Both pregnancy and postpartum, especially “the fourth trimester,” the first 3 months after parents bring their newborn infant home, need a lot more of our attention if the goal is to help parents successfully transition into parenthood.
It is a time that is characterized by significant emotional, physical, and practical lifestyle adjustments (incl. financial), which can be extremely overwhelming and taxing on the new parents’ well-being. It is therefore essential we apply a holistic approach to effectively support growing families, so we can empower them to navigate this transformative period with more confidence and ease.
3 Tips to Help Women During Pregnancy
1. Validate, Validate, Validate
Everyone’s experience during pregnancy is different. Some women feel the glow; others feel utterly miserable. Some women love being pregnant; others hate it. All of it is normal. Whatever it turns out to be is real, and therefore valid, for each individual pregnant woman.
So validate her.
If she is in her happiest glow and feeling amazing – relish in it with her. Don’t bombard her with “Just you wait…” or “Sleep now because you’ll never sleep again!” types of comments.
If she is really struggling physically or mentally – hold space for her. Don’t shame her with “But it’s such a miracle!” or “You’d feel better if you were more positive…” types of comments.

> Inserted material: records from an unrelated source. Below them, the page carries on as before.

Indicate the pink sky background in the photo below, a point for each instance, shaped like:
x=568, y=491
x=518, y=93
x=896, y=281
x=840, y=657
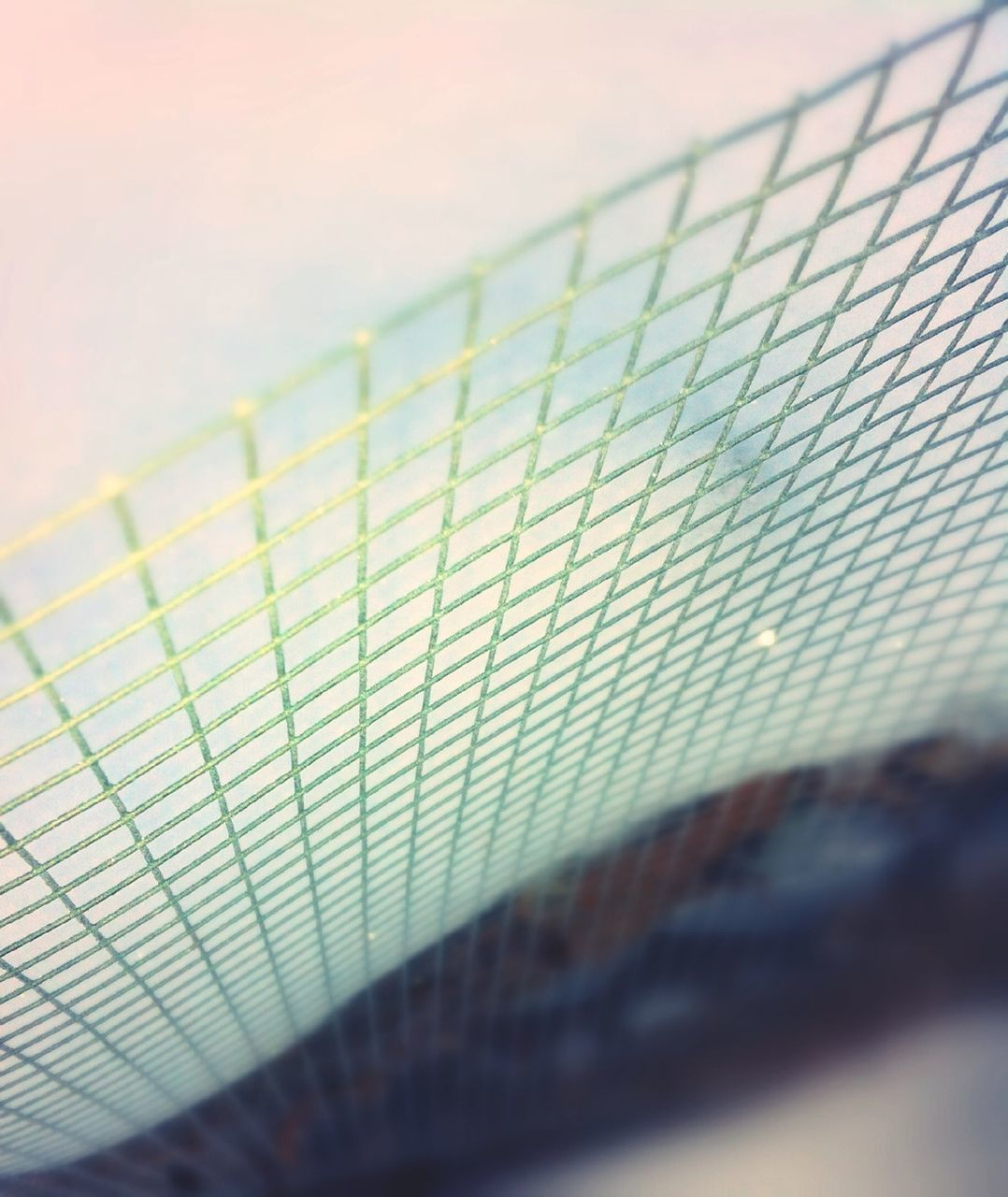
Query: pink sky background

2. Keep Your Suggestions To Yourself Unless Asked
This mother is THE mother.
- Maybe she’s planning on bottle feeding from the beginning, but you really loved nursing and feel like that’s the best route. There is no need to mention that.
- If she wants an epidural, but you think it’s better to go medication-free. There is no need to mention that.
- If she wants to do a water birth, but you think it’s better to deliver in a bed. There is no need to mention that.
When a pregnant woman asks you for advice, you can offer your experience and wisdom. Otherwise, meet her decisions with kindness, curiosity, and the appropriate respect for her autonomy over her own body and her baby’s well-being.
3. Help Her – Physically, Financially, Emotionally
Pregnancy is a lot on the body, mind, spirit, and checkbook. If you are in a position to help, this is a great time to do so.
- Offer to go on a walk with her and ask her how she is doing. Respond in non-judgmental ways.
- Encourage rest and recovery – offer to take some to-do list items off her list, so she can take a nap or just lie on the couch for a little while. You could pay for a house deep cleaning service, offer to take her other children to the park for an hour, go grocery shopping with her grocery list, make a few meals and drop them off, etc.
- Offer to pay for a pelvic floor physical therapy session (rarely covered by insurance in the U.S., but so impactful for a comfortable pregnancy), a prenatal massage, a pedicure (especially when she can’t reach her toes!), a home improvement store gift card for nursery projects, or even some meal prep kits to help make those tired evenings faster and easier.
5 Tips to Help New Moms (& families!) During Postpartum
Some cultures are really good at pouring support on postpartum women and families; some cultures expect new parents to deal with postpartum largely (or entirely) on their own. If we live in a latter culture, in order to become the former type of culture (the one that is good at pouring support on new families), let’s ALL assume that EVERY family with a brand new baby needs an extra hand.
It is then crucial that we make sure our help is actually helping. Here are some ways to do just that for a new postpartum mom that also leave enough room for her unique needs and wants.
1. Help the Mother – Don’t Replace Her
The desire to hold a fresh, new baby and snuggle them is a strong one. They cuddle right in. It’s precious. In many cases, however, what a new mom (or dad!) is looking for isn’t help holding the baby. After a long wait, it’s their time now. Their time to bond and connect and snuggle and coo.
The real help a new mom needs is with all the other stuff she can’t do while holding and feeding her new baby.
Don’t offer to hold the baby so the mom can prep lunch; offer to prep lunch so the mom can hold the baby.
And when you do get to hold the baby, don’t hog the baby. A few minutes of sweet snuggles is precious, but holding the baby for longer periods of time is not considering the feelings of the new mother or father who would like to bond.
Pro tip: A great time to get snuggles in is often while mom and/or dad are taking a nap or shower! Offering a baby watch when the new parents are ready for some shut-eye or to freshen up is a win-win for those craving some longer baby snuggles.